Hi everyone,
I am simulating some systems containing various amorphous polymers, and I immediately get “out of range atoms - cannot compute PPPM” errors with both “minimize” or “fix nve/limit” with parallelization. They both work without parallelization, although “fix nve/limit” is better. However, I would like to take advantage of parallelization, since my systems are quite big (>240k atoms).
While I know why this is happening (extremely bad initial geometry), due to the very nature of my systems, I cannot possibly fix the geometry manually in a humanly acceptable time.
Do you know why this happens only if I use parallelization? Please excuse me if this has already been addressed in another thread or in the docs, but I have not been able to find this information on my own.
I attach the output of “lmp_mpi -h”.
Best,
Paolo
PS
I normally use “mpirun”, my machine can handle max. 6 parallel tasks. After some ~10K steps of “fix nve/limit” I am usually able to restart with parallelization.
I define the system by using “region”, “create_box”, “molecule” and then “create_atoms” command with the “random” option.
lmp.h (10.4 KB)
There are two main approaches I have used to set up an initial configuration of amorphous polymers. The first is using lj/cut/soft, which slowly “turns on” the interactions with a soft core while maintaining the desired polymer conformations. The second, more complicated method is to simulate a single chain in a smaller box, then replicate that box and push the chains together with fix deform or npt.
Generally I prefer the first method, though I still wouldn’t start with the desired final density. You need to give the polymers some room to uncross themselves.
Additionally, I wouldn’t use PPPM when finding the initial configuration. At best, it’s just wasted computation, as the pairwise potentials dominate.
2 Likes
Thank you very much, Micheal!

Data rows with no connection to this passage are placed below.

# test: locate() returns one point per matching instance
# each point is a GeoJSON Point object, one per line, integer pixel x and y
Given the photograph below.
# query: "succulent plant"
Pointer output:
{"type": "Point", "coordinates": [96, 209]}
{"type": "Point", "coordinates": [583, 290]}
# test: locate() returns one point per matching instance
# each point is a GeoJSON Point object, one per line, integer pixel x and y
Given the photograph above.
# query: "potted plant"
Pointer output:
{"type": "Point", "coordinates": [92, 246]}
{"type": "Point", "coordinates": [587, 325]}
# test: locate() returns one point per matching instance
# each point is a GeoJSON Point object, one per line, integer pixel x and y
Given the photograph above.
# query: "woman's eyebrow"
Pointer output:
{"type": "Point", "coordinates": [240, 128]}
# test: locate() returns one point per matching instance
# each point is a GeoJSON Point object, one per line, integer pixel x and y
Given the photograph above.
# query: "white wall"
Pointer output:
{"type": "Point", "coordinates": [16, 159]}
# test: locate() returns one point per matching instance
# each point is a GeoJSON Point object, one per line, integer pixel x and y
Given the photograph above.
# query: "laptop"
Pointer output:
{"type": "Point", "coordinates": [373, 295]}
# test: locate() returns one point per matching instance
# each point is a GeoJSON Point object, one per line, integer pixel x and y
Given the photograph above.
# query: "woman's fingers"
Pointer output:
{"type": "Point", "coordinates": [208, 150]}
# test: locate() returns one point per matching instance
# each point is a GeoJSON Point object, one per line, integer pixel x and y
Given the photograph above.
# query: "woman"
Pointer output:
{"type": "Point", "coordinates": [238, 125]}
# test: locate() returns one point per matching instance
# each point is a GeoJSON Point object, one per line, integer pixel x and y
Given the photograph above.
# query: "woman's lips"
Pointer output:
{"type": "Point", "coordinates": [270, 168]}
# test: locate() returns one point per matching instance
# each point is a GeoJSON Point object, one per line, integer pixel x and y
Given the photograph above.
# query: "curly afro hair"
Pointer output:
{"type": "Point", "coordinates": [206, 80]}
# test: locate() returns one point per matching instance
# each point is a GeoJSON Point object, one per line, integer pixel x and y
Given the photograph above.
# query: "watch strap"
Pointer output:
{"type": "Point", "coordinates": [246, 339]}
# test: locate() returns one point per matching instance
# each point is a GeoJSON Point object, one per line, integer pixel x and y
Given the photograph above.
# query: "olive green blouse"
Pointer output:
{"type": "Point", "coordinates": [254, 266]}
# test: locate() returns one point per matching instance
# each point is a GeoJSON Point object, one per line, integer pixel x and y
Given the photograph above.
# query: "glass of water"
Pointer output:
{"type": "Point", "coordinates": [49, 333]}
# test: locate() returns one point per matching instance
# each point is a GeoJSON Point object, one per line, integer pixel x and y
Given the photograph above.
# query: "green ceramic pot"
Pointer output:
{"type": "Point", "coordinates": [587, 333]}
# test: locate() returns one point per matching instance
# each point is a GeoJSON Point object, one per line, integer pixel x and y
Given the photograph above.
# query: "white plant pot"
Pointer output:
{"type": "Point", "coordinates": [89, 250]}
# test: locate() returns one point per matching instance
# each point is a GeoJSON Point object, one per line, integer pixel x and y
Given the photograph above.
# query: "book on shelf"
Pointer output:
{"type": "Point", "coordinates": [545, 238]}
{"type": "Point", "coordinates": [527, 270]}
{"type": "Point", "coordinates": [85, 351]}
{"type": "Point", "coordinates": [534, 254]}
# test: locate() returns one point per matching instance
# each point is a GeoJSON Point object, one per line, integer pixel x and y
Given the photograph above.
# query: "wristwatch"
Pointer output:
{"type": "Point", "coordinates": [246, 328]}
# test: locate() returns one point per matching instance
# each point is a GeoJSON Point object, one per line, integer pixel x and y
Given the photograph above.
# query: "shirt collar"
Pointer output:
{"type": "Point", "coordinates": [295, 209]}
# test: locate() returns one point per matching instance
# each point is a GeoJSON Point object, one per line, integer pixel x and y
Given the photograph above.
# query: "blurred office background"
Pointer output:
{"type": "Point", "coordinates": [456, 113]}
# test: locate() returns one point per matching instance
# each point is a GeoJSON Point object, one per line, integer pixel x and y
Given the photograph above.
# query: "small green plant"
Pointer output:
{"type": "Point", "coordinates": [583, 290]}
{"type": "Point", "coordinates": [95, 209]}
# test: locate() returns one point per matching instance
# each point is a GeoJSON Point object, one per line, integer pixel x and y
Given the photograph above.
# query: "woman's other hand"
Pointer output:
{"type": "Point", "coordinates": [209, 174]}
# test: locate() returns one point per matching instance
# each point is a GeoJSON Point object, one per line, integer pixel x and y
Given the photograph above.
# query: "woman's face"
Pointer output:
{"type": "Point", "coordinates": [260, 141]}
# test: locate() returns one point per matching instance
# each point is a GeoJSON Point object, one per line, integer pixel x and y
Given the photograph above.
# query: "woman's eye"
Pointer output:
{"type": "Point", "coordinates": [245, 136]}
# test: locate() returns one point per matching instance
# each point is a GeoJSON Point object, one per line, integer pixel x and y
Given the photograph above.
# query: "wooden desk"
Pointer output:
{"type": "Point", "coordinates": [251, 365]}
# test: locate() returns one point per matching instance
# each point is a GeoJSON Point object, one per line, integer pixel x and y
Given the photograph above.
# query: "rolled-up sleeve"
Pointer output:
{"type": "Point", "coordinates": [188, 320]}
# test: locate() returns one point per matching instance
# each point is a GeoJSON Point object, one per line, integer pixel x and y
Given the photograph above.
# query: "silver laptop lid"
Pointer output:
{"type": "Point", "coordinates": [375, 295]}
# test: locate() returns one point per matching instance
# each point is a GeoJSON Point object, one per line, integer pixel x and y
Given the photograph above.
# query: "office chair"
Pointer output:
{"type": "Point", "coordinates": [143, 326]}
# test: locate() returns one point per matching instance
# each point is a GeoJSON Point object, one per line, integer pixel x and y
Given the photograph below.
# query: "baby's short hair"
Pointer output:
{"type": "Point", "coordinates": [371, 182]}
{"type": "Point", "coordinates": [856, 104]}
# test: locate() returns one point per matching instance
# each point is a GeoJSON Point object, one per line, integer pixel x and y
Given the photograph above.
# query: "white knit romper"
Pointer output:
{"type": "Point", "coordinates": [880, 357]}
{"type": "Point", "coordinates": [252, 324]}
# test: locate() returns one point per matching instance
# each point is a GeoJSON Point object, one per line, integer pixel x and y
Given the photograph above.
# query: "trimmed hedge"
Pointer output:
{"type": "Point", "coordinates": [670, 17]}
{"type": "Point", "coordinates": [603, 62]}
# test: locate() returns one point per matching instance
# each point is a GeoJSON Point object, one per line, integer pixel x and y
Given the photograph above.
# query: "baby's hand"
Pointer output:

This is very useful.
I had already thought of the replication strategy but it didn’t entirely fit my needs at the time.
By the way, I did not specify this but I am already starting with a lot less than the desired density. The geometry is still bad because some of these polymers are extremely long and the probability of overlapping atoms is still significant even with large boxes. That is why the approach with “fix nve/limit” is working.
But do you (or anyone who is reading) know why this command works only with 1 task and not with MPI?
Unfortunately I don’t know the cause. It may be a bad combination with long-range electrostatics, so I suggest trying nve/limit in parallel without PPPM to help with debugging. Though, with lj/cut/soft, you can simply use nve.
1 Like
You are creating huge forces when your polymer atoms are in close contact. Those will lead to large velocities and those to large displacements. The procedure in the PPPM algorithm is much more sensitive to excessive atom displacement than simple pairwise potentials and when running in parallel your are creating more surfaces that matter and thus increase the probability of some atoms being displaced too far.
As @Michael_Jacobs already mentioned using a cutoff only pair style for the initial equilibration is the smart approach here. It is much faster and the difference in accuracy doesn’t matter. In fact, if your system is problematic, using initially a soft pair style with fix adapt to gradually “turn on” the pairwise interactions is the way to go. Please see examples/micelle
for a minimal demonstration. Using minimization and fix nve/limit is not sufficient in complex cases to properly unoverlap molecules.
1 Like
@Michael_Jacobs @akohlmey
Thank you both very much for sharing your expertise, and for doing it so promptly!